Einfach einzuhalten?

Die 80% zu finden die mir schmecken und gesund sind fallen mir nicht besonders schwer. Neben Obst und Gemüse stehen bei mir auch öfters Gerichte mit Linsen oder Vollkornprodukte wie Dinkelnudel oder Dinkelreis auf dem Speiseplan.

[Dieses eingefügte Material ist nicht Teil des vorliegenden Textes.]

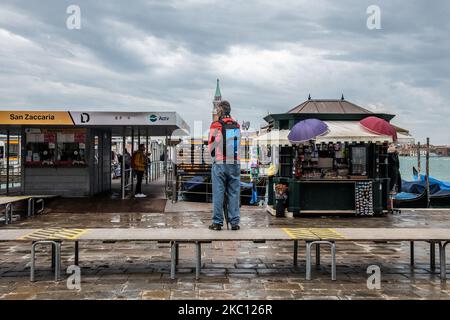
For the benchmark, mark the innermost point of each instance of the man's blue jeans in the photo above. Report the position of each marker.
(226, 180)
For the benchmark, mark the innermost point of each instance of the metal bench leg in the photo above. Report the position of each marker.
(57, 260)
(432, 256)
(42, 202)
(308, 260)
(295, 253)
(53, 257)
(33, 260)
(173, 260)
(198, 265)
(443, 260)
(308, 257)
(317, 254)
(30, 210)
(76, 253)
(333, 261)
(56, 252)
(8, 213)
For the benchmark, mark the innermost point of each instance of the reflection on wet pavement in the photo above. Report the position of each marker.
(231, 270)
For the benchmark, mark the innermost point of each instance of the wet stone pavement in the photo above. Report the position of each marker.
(231, 270)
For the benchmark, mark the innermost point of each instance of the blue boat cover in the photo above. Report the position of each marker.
(406, 196)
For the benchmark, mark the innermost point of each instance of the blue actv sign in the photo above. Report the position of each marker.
(154, 118)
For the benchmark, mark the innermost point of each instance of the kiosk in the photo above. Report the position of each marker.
(341, 172)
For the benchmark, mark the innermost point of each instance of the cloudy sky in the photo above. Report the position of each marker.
(269, 55)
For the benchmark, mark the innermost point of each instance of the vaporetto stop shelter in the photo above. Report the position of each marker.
(68, 153)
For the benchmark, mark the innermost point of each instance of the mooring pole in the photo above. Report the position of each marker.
(428, 172)
(7, 160)
(123, 179)
(147, 157)
(418, 157)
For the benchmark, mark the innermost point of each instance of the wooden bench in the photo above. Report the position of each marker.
(311, 236)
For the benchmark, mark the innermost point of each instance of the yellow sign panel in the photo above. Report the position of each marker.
(36, 117)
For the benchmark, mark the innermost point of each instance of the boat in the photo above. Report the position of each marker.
(440, 199)
(414, 193)
(410, 200)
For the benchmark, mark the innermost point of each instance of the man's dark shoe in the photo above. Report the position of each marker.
(215, 226)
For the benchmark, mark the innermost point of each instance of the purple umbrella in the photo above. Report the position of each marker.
(307, 130)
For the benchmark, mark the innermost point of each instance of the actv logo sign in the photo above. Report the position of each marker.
(154, 118)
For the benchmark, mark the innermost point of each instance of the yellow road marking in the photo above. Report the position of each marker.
(54, 234)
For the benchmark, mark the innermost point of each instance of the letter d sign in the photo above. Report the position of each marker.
(374, 280)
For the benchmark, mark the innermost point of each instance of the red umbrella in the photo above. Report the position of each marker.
(379, 126)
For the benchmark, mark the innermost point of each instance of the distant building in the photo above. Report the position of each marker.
(217, 99)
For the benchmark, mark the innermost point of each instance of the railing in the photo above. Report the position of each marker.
(14, 178)
(155, 170)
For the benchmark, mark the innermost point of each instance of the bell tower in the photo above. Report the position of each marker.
(216, 101)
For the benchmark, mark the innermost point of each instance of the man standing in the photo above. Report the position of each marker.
(139, 162)
(224, 144)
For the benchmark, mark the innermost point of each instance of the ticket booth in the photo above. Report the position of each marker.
(69, 153)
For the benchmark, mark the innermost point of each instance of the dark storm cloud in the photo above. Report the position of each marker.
(269, 55)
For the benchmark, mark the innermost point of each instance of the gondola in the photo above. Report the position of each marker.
(410, 200)
(440, 199)
(414, 194)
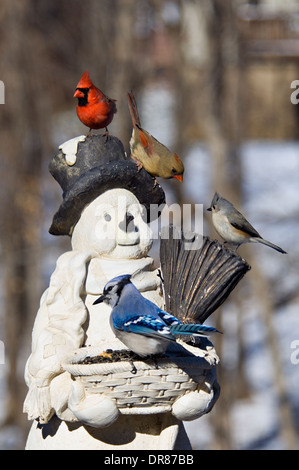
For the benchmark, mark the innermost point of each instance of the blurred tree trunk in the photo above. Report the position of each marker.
(287, 425)
(223, 130)
(26, 111)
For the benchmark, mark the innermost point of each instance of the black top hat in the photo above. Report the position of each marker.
(100, 165)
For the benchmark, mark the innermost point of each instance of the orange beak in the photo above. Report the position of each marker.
(78, 94)
(179, 178)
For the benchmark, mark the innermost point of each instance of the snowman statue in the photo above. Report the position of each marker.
(105, 211)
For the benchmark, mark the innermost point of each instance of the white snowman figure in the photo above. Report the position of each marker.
(105, 201)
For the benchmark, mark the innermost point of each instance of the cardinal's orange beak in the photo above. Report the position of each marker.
(178, 177)
(78, 94)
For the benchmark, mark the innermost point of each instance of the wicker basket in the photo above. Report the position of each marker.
(155, 385)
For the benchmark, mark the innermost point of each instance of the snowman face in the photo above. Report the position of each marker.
(113, 226)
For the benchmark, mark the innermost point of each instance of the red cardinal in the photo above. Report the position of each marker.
(94, 108)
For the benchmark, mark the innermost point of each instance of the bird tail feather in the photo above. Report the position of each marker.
(265, 242)
(133, 110)
(190, 329)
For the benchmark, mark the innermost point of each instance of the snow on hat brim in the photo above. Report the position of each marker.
(88, 185)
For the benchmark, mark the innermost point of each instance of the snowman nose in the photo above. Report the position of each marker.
(127, 224)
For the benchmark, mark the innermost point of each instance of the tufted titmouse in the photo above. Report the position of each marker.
(232, 226)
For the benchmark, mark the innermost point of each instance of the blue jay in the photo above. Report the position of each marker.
(140, 324)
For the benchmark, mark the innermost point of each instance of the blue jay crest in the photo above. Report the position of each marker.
(197, 282)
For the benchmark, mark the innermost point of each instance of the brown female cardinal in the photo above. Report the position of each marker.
(149, 153)
(94, 108)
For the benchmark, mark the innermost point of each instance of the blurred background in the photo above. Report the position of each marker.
(212, 80)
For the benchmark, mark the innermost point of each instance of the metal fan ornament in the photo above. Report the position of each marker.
(197, 282)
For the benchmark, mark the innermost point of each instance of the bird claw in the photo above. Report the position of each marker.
(138, 163)
(106, 135)
(134, 369)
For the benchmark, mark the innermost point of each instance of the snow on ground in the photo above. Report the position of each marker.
(271, 203)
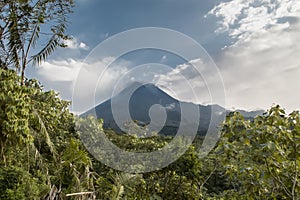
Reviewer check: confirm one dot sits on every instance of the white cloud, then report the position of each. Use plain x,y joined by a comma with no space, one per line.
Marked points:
263,65
74,43
92,80
243,19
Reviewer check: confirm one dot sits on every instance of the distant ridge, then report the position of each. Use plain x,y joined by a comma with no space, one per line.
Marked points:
147,95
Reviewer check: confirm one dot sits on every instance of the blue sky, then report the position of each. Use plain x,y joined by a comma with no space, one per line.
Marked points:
255,45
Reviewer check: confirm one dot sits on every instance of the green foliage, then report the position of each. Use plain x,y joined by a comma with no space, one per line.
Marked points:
42,154
38,142
23,23
261,157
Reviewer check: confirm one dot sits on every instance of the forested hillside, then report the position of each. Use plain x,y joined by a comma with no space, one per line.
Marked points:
42,156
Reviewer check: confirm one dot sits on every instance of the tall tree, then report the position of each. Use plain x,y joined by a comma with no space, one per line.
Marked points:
30,31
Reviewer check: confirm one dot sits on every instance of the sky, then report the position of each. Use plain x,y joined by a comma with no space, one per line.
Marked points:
250,47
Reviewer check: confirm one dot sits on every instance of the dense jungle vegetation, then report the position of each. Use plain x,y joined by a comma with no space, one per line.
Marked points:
42,156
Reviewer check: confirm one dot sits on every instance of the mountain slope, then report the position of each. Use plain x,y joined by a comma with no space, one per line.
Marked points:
149,105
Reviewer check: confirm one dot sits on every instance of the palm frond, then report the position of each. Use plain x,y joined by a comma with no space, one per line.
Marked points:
41,56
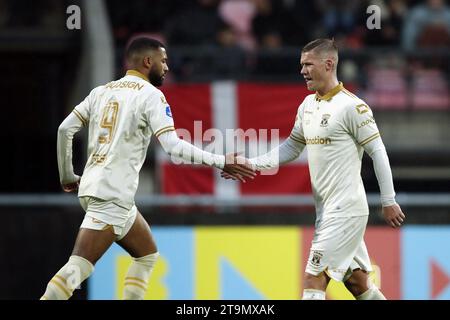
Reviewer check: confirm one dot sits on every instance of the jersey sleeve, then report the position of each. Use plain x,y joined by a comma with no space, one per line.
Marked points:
159,114
360,123
83,110
297,131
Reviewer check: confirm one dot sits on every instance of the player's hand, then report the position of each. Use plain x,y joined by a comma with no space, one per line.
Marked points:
72,186
393,215
237,168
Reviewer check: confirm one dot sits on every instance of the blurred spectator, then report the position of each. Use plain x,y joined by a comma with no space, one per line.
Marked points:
427,25
4,13
392,19
300,21
230,58
137,16
339,16
239,14
197,25
267,24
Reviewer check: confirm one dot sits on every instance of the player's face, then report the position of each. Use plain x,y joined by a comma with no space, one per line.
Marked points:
159,68
313,69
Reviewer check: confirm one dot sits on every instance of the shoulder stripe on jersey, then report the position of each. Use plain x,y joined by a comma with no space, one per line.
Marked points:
79,116
349,93
164,130
371,138
298,139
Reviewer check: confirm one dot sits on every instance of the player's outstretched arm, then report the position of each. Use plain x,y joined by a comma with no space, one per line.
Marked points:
392,213
181,149
68,179
235,167
286,152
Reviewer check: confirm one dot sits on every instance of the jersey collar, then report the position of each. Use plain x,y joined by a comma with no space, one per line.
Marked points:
137,74
330,94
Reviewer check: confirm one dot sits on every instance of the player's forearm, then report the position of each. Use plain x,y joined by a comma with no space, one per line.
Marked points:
66,131
288,151
191,154
382,168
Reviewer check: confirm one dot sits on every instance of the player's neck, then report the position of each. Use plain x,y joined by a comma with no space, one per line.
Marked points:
330,85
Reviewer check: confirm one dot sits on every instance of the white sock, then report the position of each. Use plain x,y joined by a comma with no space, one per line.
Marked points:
372,294
136,281
313,294
68,278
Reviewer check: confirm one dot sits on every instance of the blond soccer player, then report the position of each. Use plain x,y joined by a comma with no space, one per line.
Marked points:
336,127
121,117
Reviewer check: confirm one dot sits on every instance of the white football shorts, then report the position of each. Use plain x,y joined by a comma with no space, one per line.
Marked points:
338,248
103,214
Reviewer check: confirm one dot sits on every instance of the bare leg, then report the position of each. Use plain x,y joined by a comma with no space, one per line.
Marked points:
92,244
140,245
359,285
315,286
139,241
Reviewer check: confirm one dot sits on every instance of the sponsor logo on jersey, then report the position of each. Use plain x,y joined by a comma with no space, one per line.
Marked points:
168,111
324,122
316,257
318,140
362,108
366,122
124,84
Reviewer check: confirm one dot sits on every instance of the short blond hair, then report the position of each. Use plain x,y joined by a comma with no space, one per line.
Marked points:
323,46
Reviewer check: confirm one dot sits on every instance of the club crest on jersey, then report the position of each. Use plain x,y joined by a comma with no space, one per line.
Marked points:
324,122
168,111
316,257
362,108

Schwieriger wird es schon mit den 10%, die mir nicht schmecken, aber gesund sind. Natürlich ist hier nicht gemeint, dass man sich zwingen sollte etwas zu essen, das man auf den Tod nicht leiden kann. Als absoluter Korianderhasser kann ich mir nicht vorstellen, dass es mir mein Körper danken würde, wenn ich ihn jede Woche zu einem Teller Koriander zwingen würde – auch wenn dieser viele Nährstoffe enthalten solle. Vielmehr sollte man darunter verstehen etwas zu essen, das man vielleicht nicht unbedingt zu seinem Lieblingsgericht zählen würde, das aber akzeptabel ist. Das kann zum Beispiel heißen, dass ich Dienstags in der Kantine die grünen Bohnen als Beilage esse, obwohl mich die Pommes mehr angelacht hätten. Ebenfalls kann es heißen, dass ich einmal im Monat zum Dinkelbrot im Supermarkt greife, obwohl ich Baguette eigentlich lieber mag. Oder aber es bedeutet, dass ich morgens einen Löffel Erdmandel über mein Müsli gebe, obwohl es mir genauso gut ohne geschmeckt hätte.

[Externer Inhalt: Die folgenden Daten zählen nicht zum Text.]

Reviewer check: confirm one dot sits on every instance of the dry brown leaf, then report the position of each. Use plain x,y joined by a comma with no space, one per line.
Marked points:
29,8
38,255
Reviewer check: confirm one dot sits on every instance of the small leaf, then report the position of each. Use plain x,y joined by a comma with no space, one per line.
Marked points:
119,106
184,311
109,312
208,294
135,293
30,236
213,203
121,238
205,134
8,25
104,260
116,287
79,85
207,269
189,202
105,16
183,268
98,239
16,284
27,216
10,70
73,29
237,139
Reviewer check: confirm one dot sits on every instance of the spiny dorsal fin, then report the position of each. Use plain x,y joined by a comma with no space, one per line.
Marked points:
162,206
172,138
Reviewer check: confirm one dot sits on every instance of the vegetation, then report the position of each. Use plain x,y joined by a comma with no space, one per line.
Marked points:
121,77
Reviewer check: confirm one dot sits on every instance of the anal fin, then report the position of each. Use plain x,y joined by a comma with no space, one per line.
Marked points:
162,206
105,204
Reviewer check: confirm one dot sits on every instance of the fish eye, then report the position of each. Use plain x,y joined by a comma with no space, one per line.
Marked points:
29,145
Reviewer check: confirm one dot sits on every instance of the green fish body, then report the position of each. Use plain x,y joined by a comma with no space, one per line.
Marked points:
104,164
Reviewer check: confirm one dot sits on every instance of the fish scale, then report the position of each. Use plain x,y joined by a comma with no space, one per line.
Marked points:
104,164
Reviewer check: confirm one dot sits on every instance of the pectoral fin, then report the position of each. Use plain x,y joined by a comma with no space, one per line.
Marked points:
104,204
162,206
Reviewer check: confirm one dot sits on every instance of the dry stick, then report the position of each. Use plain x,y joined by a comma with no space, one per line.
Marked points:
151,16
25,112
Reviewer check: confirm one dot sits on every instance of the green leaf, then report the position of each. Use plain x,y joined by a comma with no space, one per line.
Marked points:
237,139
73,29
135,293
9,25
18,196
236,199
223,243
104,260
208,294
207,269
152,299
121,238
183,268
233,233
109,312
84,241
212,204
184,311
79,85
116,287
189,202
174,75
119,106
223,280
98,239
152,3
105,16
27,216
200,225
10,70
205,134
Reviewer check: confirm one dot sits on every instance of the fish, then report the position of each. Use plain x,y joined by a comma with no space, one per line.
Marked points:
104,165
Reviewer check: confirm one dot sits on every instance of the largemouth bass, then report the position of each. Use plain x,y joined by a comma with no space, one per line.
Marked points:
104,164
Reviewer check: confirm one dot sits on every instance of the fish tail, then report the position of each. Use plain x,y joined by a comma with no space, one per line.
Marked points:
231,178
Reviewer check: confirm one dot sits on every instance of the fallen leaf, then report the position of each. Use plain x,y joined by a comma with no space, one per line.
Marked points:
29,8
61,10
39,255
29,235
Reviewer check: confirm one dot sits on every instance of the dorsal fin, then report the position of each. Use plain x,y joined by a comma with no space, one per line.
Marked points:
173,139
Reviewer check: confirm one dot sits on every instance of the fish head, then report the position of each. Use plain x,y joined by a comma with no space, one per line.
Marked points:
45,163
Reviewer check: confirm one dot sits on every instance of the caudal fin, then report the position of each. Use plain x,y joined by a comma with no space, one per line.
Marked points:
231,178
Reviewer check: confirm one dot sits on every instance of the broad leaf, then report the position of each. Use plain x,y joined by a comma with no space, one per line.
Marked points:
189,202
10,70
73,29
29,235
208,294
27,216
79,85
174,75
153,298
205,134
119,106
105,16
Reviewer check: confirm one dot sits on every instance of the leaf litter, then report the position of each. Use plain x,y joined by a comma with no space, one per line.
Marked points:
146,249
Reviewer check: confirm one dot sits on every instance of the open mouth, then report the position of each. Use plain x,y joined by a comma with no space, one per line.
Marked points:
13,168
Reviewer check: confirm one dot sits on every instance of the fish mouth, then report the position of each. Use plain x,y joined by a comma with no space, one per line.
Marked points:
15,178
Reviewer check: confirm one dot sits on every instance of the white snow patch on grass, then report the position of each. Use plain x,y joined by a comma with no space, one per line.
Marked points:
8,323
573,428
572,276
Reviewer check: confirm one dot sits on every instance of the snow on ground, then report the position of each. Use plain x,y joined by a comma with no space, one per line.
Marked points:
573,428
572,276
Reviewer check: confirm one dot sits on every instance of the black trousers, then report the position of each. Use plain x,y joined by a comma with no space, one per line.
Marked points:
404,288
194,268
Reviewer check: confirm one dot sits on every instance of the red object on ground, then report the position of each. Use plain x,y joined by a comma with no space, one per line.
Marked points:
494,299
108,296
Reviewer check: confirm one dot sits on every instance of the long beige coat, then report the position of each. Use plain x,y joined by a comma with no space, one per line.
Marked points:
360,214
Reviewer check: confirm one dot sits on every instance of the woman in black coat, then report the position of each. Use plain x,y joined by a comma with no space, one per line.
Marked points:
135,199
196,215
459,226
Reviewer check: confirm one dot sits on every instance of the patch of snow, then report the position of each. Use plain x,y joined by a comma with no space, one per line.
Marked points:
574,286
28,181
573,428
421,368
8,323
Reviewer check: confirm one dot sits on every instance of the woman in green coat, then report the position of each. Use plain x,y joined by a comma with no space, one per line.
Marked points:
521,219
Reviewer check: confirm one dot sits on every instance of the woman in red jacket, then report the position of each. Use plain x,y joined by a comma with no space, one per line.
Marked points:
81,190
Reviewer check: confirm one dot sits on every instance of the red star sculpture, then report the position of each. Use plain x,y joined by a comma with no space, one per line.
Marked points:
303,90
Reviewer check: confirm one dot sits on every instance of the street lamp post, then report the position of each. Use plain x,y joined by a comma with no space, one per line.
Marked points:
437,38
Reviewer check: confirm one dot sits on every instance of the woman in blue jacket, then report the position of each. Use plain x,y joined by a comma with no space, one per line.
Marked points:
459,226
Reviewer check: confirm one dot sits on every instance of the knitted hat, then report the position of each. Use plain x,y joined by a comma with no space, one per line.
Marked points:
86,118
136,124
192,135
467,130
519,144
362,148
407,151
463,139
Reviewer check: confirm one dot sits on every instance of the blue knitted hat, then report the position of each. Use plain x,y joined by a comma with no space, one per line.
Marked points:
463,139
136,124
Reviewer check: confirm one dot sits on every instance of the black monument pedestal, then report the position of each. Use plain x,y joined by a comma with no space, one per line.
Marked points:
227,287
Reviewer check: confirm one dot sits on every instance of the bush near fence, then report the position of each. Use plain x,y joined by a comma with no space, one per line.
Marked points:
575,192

Wirklich spannend aber finde ich an der Regel die 10%, die ungesund sind, mir aber schmecken. Diese 10% bedeuten nämlich, dass ich mir ruhig auch kleine Sünden leisten kann wie die Schokolade nach einem anstrengenden Tag oder die Pizza vom Lieferservice, wenn ich mal keine Zeit oder Lust zu kochen hatte. Und diese 10% kann ich ohne schlechtem Gewissen genießen, weil ich weiß, dass die restlichen 90% meiner Ernährung absolut gesund sind!

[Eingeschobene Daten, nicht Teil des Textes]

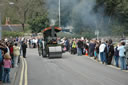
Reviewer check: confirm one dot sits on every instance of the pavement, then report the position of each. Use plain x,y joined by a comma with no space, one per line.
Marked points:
71,70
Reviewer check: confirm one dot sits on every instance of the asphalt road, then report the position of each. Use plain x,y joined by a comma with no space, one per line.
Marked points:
71,70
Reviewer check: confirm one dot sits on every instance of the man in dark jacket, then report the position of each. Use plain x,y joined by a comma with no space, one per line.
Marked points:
24,48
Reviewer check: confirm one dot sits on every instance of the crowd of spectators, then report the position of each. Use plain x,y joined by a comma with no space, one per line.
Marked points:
10,52
102,50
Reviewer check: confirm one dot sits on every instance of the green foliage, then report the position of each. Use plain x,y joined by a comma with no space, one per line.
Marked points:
12,34
74,35
39,23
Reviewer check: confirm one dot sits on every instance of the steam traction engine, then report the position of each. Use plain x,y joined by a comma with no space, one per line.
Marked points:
50,47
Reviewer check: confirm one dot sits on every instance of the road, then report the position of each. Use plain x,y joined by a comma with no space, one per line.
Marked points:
71,70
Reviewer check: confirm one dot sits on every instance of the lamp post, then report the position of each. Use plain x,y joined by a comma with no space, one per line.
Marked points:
10,3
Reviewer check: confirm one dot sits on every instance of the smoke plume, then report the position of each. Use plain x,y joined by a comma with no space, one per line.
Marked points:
77,13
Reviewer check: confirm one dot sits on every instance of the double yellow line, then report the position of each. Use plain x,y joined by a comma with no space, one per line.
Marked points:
24,75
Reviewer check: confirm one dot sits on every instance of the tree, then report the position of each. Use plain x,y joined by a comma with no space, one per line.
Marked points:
38,23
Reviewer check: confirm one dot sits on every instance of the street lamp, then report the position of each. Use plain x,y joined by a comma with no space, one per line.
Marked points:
10,3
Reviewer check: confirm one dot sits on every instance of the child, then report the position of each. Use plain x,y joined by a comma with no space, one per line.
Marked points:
7,66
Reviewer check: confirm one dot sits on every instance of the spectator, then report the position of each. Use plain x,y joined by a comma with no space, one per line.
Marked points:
73,47
24,49
122,50
79,48
91,48
7,66
102,52
116,56
1,67
16,52
110,52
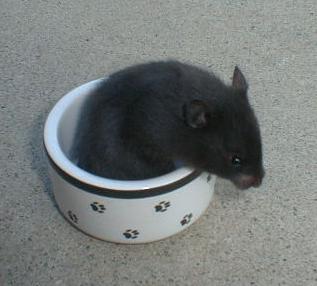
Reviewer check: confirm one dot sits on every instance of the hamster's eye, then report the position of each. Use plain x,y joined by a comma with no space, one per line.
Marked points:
236,161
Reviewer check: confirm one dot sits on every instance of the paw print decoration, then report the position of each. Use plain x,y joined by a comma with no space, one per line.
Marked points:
162,206
72,217
186,219
131,234
97,207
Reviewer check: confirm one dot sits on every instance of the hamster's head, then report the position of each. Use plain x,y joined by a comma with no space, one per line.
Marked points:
226,138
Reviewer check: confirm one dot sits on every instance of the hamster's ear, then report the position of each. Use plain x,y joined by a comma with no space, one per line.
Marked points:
196,114
238,80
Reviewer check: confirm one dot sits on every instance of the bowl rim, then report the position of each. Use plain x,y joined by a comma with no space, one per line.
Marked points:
73,173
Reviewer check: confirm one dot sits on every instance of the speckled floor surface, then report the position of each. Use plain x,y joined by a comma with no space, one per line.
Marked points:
265,236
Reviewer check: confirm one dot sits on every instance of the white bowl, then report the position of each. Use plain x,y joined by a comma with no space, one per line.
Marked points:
119,211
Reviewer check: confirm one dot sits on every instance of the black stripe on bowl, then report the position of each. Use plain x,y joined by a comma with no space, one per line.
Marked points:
133,194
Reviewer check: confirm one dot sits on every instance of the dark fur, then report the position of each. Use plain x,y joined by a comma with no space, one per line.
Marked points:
146,117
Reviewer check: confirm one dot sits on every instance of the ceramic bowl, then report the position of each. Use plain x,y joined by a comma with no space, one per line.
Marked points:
137,211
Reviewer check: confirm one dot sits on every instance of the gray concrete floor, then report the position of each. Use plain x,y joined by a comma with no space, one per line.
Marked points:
265,236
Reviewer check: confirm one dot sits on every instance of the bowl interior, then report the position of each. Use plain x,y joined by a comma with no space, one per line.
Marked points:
59,133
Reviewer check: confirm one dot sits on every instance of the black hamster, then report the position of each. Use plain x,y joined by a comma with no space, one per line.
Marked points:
144,118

Kannst du dir vorstellen, nach der 80 | 10 | 10 Regel zu leben?

2 Gedanken zu „Gesunde Ernährung: 80 | 10 | 10 Regel

  1. Hallo Anna, ich bin über einen anderen Poleblog auf dich gestoßen. Lese mich gerade ein bisschen ziellos durch deine Beiträge. Die 80/10/10-Regel klingt interessant, aber ich frage mich, wie sich das im Alltag bewerkstelligen lässt? Beziehungsweise glaube ich, es wird niemals exakt 80/10/10 sein, außer man führt ein prozentuales Tagebuch 🙂 Oder hast du hilfreiche Tipps zur Umsetzung? Den Ansatz finde ich wirklich gut und motivierend. Liebe Grüße

    1. Hey Cati, vielen Dank für dein Kommentar 🙂 Da hast du natürlich Recht, dass man im Alltag wahrscheinlich nie prozentuell exakt auf 80 | 10 | 10 kommen wird. Ich nehme das eher als Faustregel – wenn ich mich zum Beispiel einen Tag lang sehr gesund ernähre, dann kann ich abends schon einmal einen Schokoriegel zum Nachtisch essen. Oder wenn ich einmal einen Tag lang fast nur ungesund gegessen habe, dann schaue ich, dass ich mich die nächste Woche ausschließlich gesund ernähre. Das muss dann auch nicht auf das Gramm ausgerechnet werden – im Endeffekt soll Essen und gesunde Ernährung ja Spaß machen und dir gut tun und dich nicht so sehr einengen. Hilft dir das etwas weiter?